Tuesday, October 23, 2007

From the News

It is funny how market segments you might not think of as "industries" in and of themselves can sometimes turn into important players in the trade debate. Take, socks, for example. This article discusses the plight of a Canadian company that invested in a sock factory in Honduras in part to take advantage of access to the U.S. market afforded under the CAFTA-DR. Unfortunately for them, there is now a lobbying battle going on over whether socks should be subject to safeguards. Under the safeguard provisions of most free trade agreements, a party can put duties back onto a newly duty-free product if there has been a surge in duty-free imports causing harm to domestic producers. The point of safeguards is to serve as an escape valve for the unintended consequences of free trade agreements. The problem is that imposing safeguards has a negative impact on U.S. investments in Honduran sock factories and also on U.S. cotton growers who supply those factories. This is why trade negotiations are complicated and why you can't just clone a velociraptor and expect it to go smoothly: too many variables.

I don't really have much to add to this story. Chris Walla is in a band called Death Cab for Cutie, which, despite the heavy metal name, is a probably more of a power pop band. It seems someone crossed from Canada to the U.S. with a hard drive containing music files belonging to Walla. CBP apparently seized the merchandise as a commercial importation that was not properly declared. According to CBP, this had something to do with entering at the wrong port although I am not sure why one could not properly declare it at any port, but I rarely deal with passenger issues. Walla seems to have gone a bit ballistic and unfairly tarred CBP with the spectre of a political motive. Walla has the data, if not the HDD and, I assume, everyone is now playing nice.

Lastly, CBP pushed out another notice on how to support a claim under an FTA. If you read this blog reasonably often, you know this is making me nuts. This one relates to textiles and includes this gem:

Upon the request of CBP, importers who make trade preference claims for textiles and wearing apparel must provide sufficient records to substantiate their claims that goods meet the preference rule of origin for a country that has a FTA or legislated trade program.

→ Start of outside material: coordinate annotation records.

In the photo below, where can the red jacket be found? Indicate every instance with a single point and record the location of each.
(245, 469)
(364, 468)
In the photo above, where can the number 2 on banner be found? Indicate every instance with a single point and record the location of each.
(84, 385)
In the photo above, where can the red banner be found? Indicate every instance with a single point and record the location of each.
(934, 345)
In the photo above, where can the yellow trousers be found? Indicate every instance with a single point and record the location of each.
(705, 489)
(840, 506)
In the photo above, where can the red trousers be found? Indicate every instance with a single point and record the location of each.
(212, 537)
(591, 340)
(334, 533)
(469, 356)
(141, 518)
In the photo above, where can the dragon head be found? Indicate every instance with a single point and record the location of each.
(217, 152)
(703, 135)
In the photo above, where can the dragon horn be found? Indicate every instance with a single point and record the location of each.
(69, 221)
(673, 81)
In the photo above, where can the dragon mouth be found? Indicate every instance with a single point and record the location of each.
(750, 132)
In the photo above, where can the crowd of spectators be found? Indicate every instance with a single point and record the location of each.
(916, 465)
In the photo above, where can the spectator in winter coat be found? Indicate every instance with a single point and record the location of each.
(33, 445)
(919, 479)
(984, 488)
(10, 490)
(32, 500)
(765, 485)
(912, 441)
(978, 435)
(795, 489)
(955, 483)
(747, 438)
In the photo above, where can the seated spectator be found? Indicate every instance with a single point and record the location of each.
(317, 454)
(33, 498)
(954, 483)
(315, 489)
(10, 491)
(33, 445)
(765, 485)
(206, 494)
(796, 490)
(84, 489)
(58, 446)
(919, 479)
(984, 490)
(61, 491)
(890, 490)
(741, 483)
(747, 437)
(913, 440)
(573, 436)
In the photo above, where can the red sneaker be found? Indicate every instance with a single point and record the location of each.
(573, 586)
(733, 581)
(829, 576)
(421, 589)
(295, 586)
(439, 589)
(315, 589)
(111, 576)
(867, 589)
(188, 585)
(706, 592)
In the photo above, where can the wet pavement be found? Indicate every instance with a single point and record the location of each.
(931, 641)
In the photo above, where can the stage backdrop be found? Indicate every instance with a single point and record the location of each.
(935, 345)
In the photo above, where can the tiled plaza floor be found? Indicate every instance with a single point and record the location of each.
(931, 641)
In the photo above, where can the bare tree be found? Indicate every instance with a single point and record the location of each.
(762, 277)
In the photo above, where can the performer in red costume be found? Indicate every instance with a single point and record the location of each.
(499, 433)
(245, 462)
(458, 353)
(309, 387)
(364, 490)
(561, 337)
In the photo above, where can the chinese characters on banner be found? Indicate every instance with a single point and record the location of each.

The document then goes on to detail the documents necessary to support a yarn-forward, fabric-forward, cut to shape, or other rule of origin. According to CBP, importers should gather affidavits in support of these claims.

I get it: CBP wants importers to do this as part of exercising reasonable care. I also get that it makes verification much easier for CBP if they can get to the importer rather than the have to deal with the exporter. Finally, I get that CAFTA-DR, Australia, Chile, and other agreements have this sort of importer centered certification. But it is not true for NAFTA. Unless I missing something fundamental, NAFTA remains an exporter-based verification system.

I have said this before, but it strikes me that the U.S. should go back to Canada and Mexico and ask to change the rule to be consistent with the other trade agreements. I suspect Canada and Mexico are not interested. If that is true, maybe we should all proceed with the rules that were negotiated and let the importer rely on a reasonable review of the information within the four corners of the Certificate of Origin and leave it to the exporter to prove the claim.

I am willing to be convinced that I am wrong about this. If I am missing something, let me know.